The Universe’s First Type of Molecule Is Found at Last
In 2016, scientists turned to SOFIA for help. Flying up to 45,000 feet, SOFIA makes observations above the interfering layers of Earth’s atmosphere. But it has a benefit space telescopes don’t — it returns after every flight.
“We’re able to change instruments and install the latest technology,” said Naseem Rangwala SOFIA deputy project scientist. “This flexibility allows us to improve observations and respond to the most pressing questions that scientists want answered.”
A recent upgrade to one of SOFIA’s instruments called the German Receiver at Terahertz Frequencies, or GREAT, added the specific channel for helium hydride that previous telescopes did not have. The instrument works like a radio receiver. Scientists tune to the frequency of the molecule they’re searching for, similar to tuning an FM radio to the right station. When SOFIA took to the night skies, eager scientists were onboard reading the data from the instrument in real time. Helium hydride’s signal finally came through loud and clear.
“It was so exciting to be there, seeing helium hydride for the first time in the data,” said Guesten. “This brings a long search to a happy ending and eliminates doubts about our understanding of the underlying chemistry of the early universe.

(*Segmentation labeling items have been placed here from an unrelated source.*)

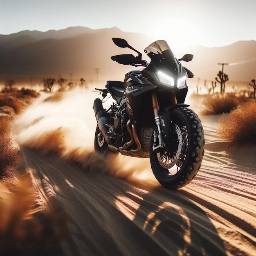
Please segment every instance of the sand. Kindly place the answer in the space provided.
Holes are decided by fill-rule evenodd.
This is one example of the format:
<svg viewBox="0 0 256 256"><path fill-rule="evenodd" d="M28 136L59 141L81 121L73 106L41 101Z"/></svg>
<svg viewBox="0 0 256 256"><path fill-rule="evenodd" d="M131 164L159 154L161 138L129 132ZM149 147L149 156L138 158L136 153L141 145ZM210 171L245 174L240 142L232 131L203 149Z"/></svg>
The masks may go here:
<svg viewBox="0 0 256 256"><path fill-rule="evenodd" d="M148 159L105 160L95 154L97 93L75 90L45 100L49 96L37 99L13 129L36 198L27 216L51 226L51 239L39 236L30 250L20 246L16 252L256 255L256 146L222 141L216 132L220 115L199 114L206 139L201 169L186 187L168 191L155 178ZM198 101L187 102L200 111ZM0 201L13 200L5 189ZM42 222L40 213L49 222Z"/></svg>

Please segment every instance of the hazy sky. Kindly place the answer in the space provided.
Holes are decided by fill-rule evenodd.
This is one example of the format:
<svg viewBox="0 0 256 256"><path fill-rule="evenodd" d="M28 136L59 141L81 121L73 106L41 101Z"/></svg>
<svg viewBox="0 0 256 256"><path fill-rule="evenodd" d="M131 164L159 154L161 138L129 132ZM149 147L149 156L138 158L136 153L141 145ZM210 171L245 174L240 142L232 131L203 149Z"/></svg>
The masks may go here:
<svg viewBox="0 0 256 256"><path fill-rule="evenodd" d="M255 0L0 0L0 34L117 27L177 45L256 40Z"/></svg>

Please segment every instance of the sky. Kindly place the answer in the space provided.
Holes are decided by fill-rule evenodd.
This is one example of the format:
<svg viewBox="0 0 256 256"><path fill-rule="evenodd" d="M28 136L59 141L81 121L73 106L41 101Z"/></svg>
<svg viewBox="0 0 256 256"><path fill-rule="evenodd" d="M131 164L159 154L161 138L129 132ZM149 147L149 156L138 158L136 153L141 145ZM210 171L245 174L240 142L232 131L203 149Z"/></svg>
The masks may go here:
<svg viewBox="0 0 256 256"><path fill-rule="evenodd" d="M177 45L256 40L255 0L0 0L0 34L117 27Z"/></svg>

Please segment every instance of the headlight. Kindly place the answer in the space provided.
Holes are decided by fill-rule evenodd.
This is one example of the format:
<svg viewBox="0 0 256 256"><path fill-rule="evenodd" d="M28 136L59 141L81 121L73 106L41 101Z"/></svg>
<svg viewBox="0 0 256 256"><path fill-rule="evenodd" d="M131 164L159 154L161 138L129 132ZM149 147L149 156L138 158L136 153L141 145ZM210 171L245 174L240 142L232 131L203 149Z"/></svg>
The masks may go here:
<svg viewBox="0 0 256 256"><path fill-rule="evenodd" d="M162 71L158 71L157 72L157 76L159 81L162 83L164 83L168 85L171 85L172 87L174 86L174 79L171 76L170 76L166 75Z"/></svg>
<svg viewBox="0 0 256 256"><path fill-rule="evenodd" d="M186 86L186 76L184 76L177 80L177 87L180 89Z"/></svg>

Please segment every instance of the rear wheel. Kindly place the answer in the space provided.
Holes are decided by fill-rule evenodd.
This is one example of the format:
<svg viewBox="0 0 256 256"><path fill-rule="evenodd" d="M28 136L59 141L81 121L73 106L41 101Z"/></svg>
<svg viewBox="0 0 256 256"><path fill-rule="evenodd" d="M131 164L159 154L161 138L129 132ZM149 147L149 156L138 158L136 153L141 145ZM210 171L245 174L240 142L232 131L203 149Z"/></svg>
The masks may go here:
<svg viewBox="0 0 256 256"><path fill-rule="evenodd" d="M189 184L197 173L204 155L204 137L201 121L192 110L177 108L172 115L166 146L153 151L152 136L150 155L157 180L163 186L174 189Z"/></svg>

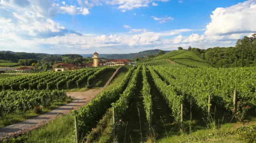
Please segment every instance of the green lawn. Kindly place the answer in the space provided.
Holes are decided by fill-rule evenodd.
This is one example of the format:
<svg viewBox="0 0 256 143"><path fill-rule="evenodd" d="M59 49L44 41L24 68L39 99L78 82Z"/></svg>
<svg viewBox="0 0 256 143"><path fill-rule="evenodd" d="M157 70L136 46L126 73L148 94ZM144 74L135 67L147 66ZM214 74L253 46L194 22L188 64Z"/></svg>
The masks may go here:
<svg viewBox="0 0 256 143"><path fill-rule="evenodd" d="M20 76L21 75L18 74L0 74L0 78L8 78L9 77L12 77L14 76Z"/></svg>
<svg viewBox="0 0 256 143"><path fill-rule="evenodd" d="M42 114L50 112L62 105L66 104L71 102L71 100L72 99L71 98L68 98L66 102L54 102L49 108L43 108ZM35 113L33 110L22 112L17 112L15 113L4 113L4 119L0 120L0 127L3 127L7 125L24 121L27 119L37 116L38 115L40 115L40 114Z"/></svg>
<svg viewBox="0 0 256 143"><path fill-rule="evenodd" d="M18 63L0 63L0 66L12 67L16 66L19 65Z"/></svg>

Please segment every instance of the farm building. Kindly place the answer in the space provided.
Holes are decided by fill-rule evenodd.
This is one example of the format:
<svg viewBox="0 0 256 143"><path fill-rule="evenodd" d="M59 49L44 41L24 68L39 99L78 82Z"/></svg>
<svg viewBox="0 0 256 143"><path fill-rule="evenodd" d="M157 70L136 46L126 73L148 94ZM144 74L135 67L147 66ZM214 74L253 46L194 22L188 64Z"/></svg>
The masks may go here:
<svg viewBox="0 0 256 143"><path fill-rule="evenodd" d="M28 67L21 67L19 68L15 69L15 71L31 71L31 68Z"/></svg>

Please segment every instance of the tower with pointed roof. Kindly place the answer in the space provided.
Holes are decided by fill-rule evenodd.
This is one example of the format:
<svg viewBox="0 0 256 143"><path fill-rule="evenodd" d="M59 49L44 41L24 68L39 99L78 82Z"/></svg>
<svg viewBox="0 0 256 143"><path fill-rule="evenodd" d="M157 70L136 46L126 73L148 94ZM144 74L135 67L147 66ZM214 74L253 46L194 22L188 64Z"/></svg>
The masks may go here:
<svg viewBox="0 0 256 143"><path fill-rule="evenodd" d="M95 51L93 54L93 67L98 67L98 61L99 61L99 57L98 57L98 54Z"/></svg>

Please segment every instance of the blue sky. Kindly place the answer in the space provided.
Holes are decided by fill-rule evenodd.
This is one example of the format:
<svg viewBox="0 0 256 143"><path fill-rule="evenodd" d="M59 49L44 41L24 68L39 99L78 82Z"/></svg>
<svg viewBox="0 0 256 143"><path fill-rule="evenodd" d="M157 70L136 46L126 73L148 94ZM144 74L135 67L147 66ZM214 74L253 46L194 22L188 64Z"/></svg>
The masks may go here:
<svg viewBox="0 0 256 143"><path fill-rule="evenodd" d="M256 0L0 0L0 50L127 53L234 46Z"/></svg>

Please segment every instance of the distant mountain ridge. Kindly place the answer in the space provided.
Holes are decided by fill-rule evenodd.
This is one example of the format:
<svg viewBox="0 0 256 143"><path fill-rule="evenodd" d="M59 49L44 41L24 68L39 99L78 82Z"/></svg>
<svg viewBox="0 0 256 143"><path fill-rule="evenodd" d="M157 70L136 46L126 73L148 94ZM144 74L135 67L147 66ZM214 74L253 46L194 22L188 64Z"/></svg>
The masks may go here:
<svg viewBox="0 0 256 143"><path fill-rule="evenodd" d="M145 56L151 55L157 55L158 52L161 50L158 49L154 49L153 50L146 50L139 52L138 53L131 53L130 54L101 54L100 52L99 53L99 57L100 58L104 58L108 59L134 59L136 58L141 58ZM168 53L172 51L163 51L165 53ZM10 54L12 54L14 55L21 55L21 54L26 54L27 55L41 55L43 56L49 56L51 55L56 55L57 56L60 56L62 55L66 54L49 54L44 53L26 53L26 52L16 52L10 51L0 51L0 53L9 53ZM79 54L84 57L92 57L93 55L92 53L87 54Z"/></svg>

SOFIA, the Stratospheric Observatory for Infrared Astronomy, is a Boeing 747SP jetliner modified to carry a 106-inch diameter telescope. It is a joint project of NASA and the German Aerospace Center, DLR. NASA’s Ames Research Center in California’s Silicon Valley manages the SOFIA program, science and mission operations in cooperation with the Universities Space Research Association headquartered in Columbia, Maryland, and the German SOFIA Institute (DSI) at the University of Stuttgart. The aircraft is maintained and operated from NASA’s Armstrong Flight Research Center Building 703, in Palmdale, California.